A Grottaminarda, l’estate del 2025 ha portato più silenzi che connessioni. Da quasi un mese intero, circa venti famiglie vivono completamente isolate da qualsiasi forma di comunicazione digitale: niente linea telefonica, niente internet, niente di niente. Un blackout tecnologico che, in un mondo iperconnesso, significa attività bloccate, lavoro in smartworking paralizzato e frustrazione crescente.
Tutto è cominciato ai primi di luglio, quando un forte temporale ha colpito la zona. Da quel momento, le connessioni sono sparite nel nulla. Inizialmente sembrava solo un disagio temporaneo, ma i giorni sono diventati settimane, e le promesse di ripristino hanno iniziato ad assomigliare a estrazioni del Lotto: prima il 10 luglio, poi il 15, poi il 19… e oggi, 25 luglio, ancora nulla. Nel frattempo, il rimpallo di responsabilità è servito.
I tecnici della TIM dicono che il problema non dipende da loro, ma dalla mancanza di permessi comunali necessari per intervenire e ripristinare il servizio.Dal Comune, invece, fanno sapere che la responsabilità è tutta della TIM, che deve organizzare i lavori e risolvere il guasto con i propri mezzi. Risultato? Nessuno si prende la colpa, ma venti famiglie restano senza linea.
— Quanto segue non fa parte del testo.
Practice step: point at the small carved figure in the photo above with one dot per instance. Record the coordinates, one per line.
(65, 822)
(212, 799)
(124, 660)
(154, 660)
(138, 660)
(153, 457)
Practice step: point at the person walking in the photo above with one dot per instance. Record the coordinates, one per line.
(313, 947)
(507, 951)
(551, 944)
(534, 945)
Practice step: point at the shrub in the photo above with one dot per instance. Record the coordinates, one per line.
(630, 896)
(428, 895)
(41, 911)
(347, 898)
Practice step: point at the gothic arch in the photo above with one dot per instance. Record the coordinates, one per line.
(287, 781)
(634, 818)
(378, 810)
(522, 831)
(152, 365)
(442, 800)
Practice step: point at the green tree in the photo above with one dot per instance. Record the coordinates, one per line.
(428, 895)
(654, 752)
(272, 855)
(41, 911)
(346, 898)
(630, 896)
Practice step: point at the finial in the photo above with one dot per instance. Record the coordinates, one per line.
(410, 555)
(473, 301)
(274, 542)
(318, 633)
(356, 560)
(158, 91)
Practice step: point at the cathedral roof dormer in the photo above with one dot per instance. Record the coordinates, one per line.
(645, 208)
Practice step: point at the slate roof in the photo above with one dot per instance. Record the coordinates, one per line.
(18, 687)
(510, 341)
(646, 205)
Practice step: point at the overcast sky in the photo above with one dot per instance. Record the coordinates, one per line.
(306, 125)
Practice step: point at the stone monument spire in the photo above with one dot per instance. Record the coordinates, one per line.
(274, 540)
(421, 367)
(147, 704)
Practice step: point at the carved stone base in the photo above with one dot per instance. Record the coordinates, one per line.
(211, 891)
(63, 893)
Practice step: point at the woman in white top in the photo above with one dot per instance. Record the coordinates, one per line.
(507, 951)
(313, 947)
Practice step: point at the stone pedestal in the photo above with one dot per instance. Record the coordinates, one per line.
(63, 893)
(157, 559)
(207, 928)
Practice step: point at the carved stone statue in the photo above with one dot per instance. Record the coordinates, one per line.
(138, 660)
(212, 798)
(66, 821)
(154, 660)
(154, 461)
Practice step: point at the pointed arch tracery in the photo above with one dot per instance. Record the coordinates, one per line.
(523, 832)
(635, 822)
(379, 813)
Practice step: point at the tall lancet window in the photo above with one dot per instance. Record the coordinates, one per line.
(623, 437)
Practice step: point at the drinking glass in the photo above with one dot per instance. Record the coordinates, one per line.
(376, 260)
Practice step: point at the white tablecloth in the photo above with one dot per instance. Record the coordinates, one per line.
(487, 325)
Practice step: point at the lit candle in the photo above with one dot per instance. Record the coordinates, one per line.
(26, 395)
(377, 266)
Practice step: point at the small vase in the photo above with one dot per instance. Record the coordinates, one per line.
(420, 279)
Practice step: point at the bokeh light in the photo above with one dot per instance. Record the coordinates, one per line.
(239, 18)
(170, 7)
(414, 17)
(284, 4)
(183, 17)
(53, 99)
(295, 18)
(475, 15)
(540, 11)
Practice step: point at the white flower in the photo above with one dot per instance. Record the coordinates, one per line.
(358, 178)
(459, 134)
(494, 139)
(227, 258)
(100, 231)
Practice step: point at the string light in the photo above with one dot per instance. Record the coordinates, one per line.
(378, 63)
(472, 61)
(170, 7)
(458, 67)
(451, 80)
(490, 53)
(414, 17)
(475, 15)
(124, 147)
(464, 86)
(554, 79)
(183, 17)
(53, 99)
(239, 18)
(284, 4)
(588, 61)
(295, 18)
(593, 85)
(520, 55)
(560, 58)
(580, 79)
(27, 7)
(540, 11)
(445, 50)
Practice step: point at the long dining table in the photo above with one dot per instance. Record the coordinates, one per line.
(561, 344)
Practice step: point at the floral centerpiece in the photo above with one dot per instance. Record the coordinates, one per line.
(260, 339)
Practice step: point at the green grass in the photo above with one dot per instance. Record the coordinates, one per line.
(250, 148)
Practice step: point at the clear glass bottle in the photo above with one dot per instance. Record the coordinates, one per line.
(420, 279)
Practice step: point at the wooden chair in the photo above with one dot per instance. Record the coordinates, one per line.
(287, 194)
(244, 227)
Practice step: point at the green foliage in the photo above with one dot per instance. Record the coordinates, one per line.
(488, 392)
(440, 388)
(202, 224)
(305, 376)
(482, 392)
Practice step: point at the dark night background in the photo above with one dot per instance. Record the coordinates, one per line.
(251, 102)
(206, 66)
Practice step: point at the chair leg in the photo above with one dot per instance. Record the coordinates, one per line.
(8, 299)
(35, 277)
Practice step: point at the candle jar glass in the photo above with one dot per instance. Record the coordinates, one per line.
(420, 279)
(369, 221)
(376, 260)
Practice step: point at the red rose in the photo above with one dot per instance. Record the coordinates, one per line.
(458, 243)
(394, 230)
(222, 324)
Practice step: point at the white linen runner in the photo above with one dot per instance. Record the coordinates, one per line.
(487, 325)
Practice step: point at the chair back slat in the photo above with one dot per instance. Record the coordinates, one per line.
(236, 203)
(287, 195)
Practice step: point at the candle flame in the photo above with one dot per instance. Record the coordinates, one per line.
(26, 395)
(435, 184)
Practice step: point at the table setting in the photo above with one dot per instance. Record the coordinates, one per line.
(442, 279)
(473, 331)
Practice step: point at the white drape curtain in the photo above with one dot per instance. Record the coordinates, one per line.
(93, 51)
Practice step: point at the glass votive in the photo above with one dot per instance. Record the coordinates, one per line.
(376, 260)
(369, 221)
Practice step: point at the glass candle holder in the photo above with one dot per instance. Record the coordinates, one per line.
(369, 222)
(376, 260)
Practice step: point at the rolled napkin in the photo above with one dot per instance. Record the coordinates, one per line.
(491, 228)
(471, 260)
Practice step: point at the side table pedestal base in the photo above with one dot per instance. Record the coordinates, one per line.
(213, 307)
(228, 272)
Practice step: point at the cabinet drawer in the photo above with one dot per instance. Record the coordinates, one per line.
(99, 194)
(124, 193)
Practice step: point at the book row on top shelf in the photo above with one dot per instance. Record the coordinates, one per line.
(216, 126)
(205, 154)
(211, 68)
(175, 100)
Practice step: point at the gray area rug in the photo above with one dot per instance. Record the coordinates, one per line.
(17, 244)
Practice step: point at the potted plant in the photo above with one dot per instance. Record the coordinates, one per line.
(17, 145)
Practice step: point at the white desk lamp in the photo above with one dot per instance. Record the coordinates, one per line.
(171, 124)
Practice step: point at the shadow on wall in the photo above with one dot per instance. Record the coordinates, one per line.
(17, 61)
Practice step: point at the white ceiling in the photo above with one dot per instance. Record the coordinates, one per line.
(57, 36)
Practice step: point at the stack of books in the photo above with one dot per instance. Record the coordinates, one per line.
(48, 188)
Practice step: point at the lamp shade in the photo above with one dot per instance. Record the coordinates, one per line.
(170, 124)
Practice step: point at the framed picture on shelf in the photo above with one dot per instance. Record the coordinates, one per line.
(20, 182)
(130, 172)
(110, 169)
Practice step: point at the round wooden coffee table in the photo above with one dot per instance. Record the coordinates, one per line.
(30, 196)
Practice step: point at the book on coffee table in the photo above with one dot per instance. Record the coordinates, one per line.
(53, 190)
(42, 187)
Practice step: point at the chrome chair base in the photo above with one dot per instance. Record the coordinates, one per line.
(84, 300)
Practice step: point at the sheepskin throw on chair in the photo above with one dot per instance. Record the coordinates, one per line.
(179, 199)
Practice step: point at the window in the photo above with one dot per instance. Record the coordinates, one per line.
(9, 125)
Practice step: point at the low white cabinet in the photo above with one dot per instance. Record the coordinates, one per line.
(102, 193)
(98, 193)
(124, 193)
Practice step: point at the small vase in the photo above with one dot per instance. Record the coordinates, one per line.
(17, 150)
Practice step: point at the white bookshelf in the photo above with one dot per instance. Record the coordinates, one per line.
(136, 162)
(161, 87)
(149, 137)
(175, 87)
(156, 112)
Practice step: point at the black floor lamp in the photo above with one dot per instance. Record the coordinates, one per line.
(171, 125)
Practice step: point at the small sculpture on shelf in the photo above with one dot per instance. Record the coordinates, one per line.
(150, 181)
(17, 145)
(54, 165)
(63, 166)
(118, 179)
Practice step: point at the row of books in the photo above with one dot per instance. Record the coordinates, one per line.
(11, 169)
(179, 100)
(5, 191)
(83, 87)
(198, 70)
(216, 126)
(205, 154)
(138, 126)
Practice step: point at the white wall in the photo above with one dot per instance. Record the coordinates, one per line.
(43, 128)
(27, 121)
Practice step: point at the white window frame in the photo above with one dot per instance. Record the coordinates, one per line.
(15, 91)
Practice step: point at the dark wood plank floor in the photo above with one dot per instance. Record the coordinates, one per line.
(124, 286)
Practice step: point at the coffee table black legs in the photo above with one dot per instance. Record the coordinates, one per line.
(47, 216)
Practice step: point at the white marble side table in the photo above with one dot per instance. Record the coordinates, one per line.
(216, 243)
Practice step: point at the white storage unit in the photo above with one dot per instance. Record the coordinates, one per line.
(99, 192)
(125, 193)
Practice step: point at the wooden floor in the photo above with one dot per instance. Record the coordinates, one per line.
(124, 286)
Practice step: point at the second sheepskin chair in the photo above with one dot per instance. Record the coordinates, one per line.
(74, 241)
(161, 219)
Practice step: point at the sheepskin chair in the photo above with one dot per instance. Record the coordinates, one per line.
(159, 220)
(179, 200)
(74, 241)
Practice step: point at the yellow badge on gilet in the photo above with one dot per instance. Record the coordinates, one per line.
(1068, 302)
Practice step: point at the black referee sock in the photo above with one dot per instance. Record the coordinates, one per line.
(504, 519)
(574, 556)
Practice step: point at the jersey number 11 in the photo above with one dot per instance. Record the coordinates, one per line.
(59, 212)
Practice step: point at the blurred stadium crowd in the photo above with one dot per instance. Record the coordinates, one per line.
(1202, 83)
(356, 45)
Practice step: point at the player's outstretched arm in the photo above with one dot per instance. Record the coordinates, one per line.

Un classico scaricabarile all’italiana, dove chi resta davvero “scollegato” è solo chi vive nella zona. Intanto le bollette continuano ad arrivare puntuali, come se tutto funzionasse perfettamente. A funzionare, purtroppo, è solo l’addebito. E mentre le attività professionali arrancano, chi lavora da casa si arrangia come può, tra hotspot a singhiozzo e viaggi improvvisati in cerca di Wi-Fi.
La sensazione, per molti cittadini, è di essere stati dimenticati. Il silenzio delle linee è diventato anche il silenzio delle risposte.
E se è vero che nessuno vuole prendersi la colpa, è altrettanto vero che a pagarne le conseguenze sono le famiglie, costrette a vivere una “quarantena digitale” non richiesta e non giustificata. Grottaminarda aspetta risposte. E soprattutto, connessione. Perché nel 2025, rimanere isolati per un mese intero non è un semplice disagio. È un disservizio intollerabile.